My big epiphany came during a midnight nursing session watching "Frasier," a '90s sitcom centered on a smooth-voiced radio host. His response to his producer's sharing that she's pregnant had me sobbing on my couch, clutching baby Alice.
"Roz, I'm going to tell you something I didn't find out until I became a father," he said. "You don't just love your children. You fall in love with them. It's that same rush, that same overwhelming desire to see them, to hold them, and bore other people to tears with every detail about them."
There it was. Evidently I'd needed a fussy, fictional middle-aged man to hand me a piece of wisdom no mother had revealed. Of course you love your children in that protective way. But as with any love of a lifetime, you fall in love with your baby. Every feeding, diaper change, giggle, thigh roll, happy shriek, and step is a building block in your relationship. Each moment reveals a small part of their personality you get to know and adore.

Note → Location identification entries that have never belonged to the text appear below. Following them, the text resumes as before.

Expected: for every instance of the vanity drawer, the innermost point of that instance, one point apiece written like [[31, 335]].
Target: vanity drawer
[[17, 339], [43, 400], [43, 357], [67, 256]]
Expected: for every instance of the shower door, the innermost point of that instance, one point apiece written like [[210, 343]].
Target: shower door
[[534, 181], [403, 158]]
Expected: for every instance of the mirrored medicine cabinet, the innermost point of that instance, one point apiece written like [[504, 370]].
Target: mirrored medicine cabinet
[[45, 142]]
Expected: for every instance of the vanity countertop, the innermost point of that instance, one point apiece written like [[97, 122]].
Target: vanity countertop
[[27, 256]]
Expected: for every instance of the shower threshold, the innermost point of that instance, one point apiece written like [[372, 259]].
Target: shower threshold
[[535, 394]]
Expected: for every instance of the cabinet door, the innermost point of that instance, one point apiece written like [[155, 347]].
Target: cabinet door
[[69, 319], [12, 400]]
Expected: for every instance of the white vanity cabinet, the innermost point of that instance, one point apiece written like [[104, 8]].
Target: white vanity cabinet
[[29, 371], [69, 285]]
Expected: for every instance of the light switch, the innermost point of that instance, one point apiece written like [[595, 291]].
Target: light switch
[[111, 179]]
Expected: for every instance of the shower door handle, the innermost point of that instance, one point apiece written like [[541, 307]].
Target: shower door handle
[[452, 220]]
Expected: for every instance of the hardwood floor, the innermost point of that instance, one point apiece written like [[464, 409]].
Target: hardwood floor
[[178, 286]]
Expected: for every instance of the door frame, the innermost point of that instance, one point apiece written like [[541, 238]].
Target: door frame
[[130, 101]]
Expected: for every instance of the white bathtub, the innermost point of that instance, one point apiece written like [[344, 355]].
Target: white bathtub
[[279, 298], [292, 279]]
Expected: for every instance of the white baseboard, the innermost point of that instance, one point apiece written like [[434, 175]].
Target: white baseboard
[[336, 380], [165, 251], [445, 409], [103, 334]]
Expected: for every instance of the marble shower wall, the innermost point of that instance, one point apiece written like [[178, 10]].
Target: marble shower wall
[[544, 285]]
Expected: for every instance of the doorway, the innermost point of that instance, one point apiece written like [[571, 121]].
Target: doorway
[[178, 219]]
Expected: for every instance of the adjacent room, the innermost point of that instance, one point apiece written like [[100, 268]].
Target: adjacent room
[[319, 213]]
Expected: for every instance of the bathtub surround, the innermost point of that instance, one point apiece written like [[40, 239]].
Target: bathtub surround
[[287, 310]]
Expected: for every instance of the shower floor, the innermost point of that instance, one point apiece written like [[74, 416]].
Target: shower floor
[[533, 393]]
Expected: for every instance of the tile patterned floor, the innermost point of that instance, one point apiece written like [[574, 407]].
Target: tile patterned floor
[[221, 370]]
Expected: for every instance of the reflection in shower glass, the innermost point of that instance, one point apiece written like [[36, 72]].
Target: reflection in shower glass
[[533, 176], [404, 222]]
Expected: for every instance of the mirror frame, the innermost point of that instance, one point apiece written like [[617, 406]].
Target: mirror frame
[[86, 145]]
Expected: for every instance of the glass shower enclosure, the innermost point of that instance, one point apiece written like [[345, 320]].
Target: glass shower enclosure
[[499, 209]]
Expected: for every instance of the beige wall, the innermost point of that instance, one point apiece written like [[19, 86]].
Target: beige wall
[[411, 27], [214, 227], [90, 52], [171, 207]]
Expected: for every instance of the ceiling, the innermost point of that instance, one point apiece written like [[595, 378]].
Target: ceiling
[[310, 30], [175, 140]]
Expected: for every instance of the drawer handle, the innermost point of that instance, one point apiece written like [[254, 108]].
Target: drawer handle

It's unrealistic to tell every new mother she'll experience love at first sight. We give love time in our romances, and we should give it time with our children, too.
Two years after my "Frasier" moment of truth, my third little love was born. I saw her in the operating room, surprised by the tufts of red hair, and was thrilled to whisper to baby Charlotte: "Hello, sweet girl. I can't wait to fall in love with you."